Federal Reserve chair Janet Yellen testifies before a House financial services committee hearing.MARY F. CALVERT/Reuters

U.S. Federal Reserve chief Janet Yellen and Bank of Canada Governor Stephen Poloz share a predicament.

Key economic signs are starting to improve after being held back by bad winter weather. In both countries, inflation is perking up, the job market is on the mend and factories are busier.

Yet despite the obviously improving economy, neither central banker is anxious to commit to precisely when they'll start ratcheting up rock-bottom interest rates. Nor are they particularly eager to see higher borrowing costs in the short term for fear of stalling the fragile recovery.

The Fed's interest rate-setting open market committee wraps up a two-day meeting in Washington on Wednesday. The post-meeting statement is widely expected to confirm another step in the Fed's gradual unwinding of so-called quantitative easing, with a reduction in its monthly bond-buying to $45-billion (U.S.) from $55-billion. This would mark the fourth consecutive meeting that the Fed has cut $10-billion from the program, maintaining a course to end QE entirely by the end of the year.

But Ms. Yellen, presiding over her second meeting as Fed chair, is unlikely to change her cautious tone on the pace of the recovery. Nor is she expected to hint at a change in the bank's federal funds rate, set at zero to 0.25 per cent since late 2008.

In March, the Fed announced it was backing off earlier specific milestones for hiking rates to give the bank more flexibility to keep rates lower for longer. Analysts don't expect any major changes to that guidance on Wednesday.

Like Mr. Poloz in Canada, Ms. Yellen has stressed the uncertainties buffeting to the U.S. economy in recent remarks, while also casting doubt on the accuracy of some of its forecasting models.

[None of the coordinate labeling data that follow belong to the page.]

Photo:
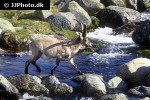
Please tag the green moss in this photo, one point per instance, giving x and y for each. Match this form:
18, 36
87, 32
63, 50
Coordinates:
144, 51
147, 4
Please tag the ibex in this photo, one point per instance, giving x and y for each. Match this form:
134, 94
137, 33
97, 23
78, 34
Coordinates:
57, 48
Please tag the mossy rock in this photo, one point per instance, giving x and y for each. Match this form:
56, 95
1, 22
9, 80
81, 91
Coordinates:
147, 4
144, 51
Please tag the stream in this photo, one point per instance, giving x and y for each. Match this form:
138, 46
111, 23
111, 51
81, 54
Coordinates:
105, 61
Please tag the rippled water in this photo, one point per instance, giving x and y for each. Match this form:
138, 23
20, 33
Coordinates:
105, 61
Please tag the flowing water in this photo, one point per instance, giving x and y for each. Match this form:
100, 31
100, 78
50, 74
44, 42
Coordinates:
105, 61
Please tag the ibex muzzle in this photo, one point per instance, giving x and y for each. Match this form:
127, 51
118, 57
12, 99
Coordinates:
56, 48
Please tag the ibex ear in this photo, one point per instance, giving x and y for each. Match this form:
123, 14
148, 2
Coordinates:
80, 35
84, 31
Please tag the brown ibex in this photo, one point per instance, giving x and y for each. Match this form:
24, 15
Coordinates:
57, 48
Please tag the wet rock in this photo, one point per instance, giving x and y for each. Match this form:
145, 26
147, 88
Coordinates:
132, 4
80, 14
116, 84
141, 91
28, 83
6, 25
113, 2
115, 16
135, 70
7, 90
141, 35
80, 78
91, 6
55, 87
93, 86
60, 89
119, 96
62, 20
50, 80
42, 14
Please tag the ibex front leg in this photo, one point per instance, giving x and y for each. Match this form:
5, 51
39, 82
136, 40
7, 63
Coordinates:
54, 68
75, 66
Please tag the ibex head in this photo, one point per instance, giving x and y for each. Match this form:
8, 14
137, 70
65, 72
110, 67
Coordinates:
82, 35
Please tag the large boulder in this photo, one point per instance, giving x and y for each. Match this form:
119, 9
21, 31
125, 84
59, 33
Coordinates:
142, 91
141, 35
135, 71
42, 14
55, 87
113, 2
7, 90
91, 6
93, 86
119, 96
115, 16
116, 84
80, 14
28, 83
63, 20
6, 25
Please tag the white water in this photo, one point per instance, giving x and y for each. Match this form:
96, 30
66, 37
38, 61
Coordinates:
118, 46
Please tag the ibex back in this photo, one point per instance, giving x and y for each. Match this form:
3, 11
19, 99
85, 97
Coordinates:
56, 48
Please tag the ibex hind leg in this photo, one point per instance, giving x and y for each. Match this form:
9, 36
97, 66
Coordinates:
33, 61
75, 66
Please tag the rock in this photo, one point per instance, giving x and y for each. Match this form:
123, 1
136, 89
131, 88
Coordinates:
93, 86
114, 16
135, 70
80, 78
132, 4
55, 87
28, 83
142, 91
42, 14
117, 84
62, 20
6, 25
50, 80
60, 89
80, 14
91, 6
119, 96
141, 35
7, 90
113, 2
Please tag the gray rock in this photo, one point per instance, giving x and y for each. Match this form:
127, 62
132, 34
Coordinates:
135, 70
132, 4
91, 6
28, 83
113, 2
50, 80
93, 86
60, 89
142, 91
80, 14
6, 25
42, 14
114, 16
117, 84
80, 78
141, 35
119, 96
7, 90
62, 20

The recovery has been "disappointingly slow," Ms. Yellen lamented earlier this month. "Our consistent expectations for a pickup in growth have been dashed over a number of years," she said. "And the labour market is behaving in some perplexing ways and showing patterns that are novel."

Mr. Yellen bluntly acknowledged that monetary policy is grappling with "significant unexpected twists and turns."

The economic ground has fundamentally shifted since the financial crisis, making forecasting tricky, according to economist David Rosenberg of Gluskin Sheff and Associates Inc.

"The economic models … are now fraught with huge error terms," he wrote in a recent commentary. "For five decades, the economy was pumped by ever-expanding credit creation. Recessions were merely short setbacks and expansions were long and strong. But we are in an entirely new era, globally, after hitting the debt wall six years ago."

In Canada, Mr. Poloz has expressed similar frustration that the bank's models, particularly when it comes to forecasting an elusive pick-up in exports. After a speech in Saskatoon last week, he lamented that "our models have not done a good job of explaining exports over the past two years."

And because the economy depends on an export recovery to return to health, Mr. Poloz isn't yet prepared to say if the bank's next rate move will be a rate cut or a rate hike. There is simply "too much uncertainty to say one way or the other," he told reporters.

If exports are Mr. Poloz's puzzle, Ms. Yellen's problems centre around inflation and the job market. Prices in the United States, for example, have consistently been tamer that the Fed has expected in recent years.

But inflation is starting to pick up. The U.S. consumer price index rose at an annual rate of 1.5 per cent in March, up from 1.1 per cent in February. Core inflation, which excludes volatile food and energy costs, reached 1.7 per cent, up from 1.6 per cent in February.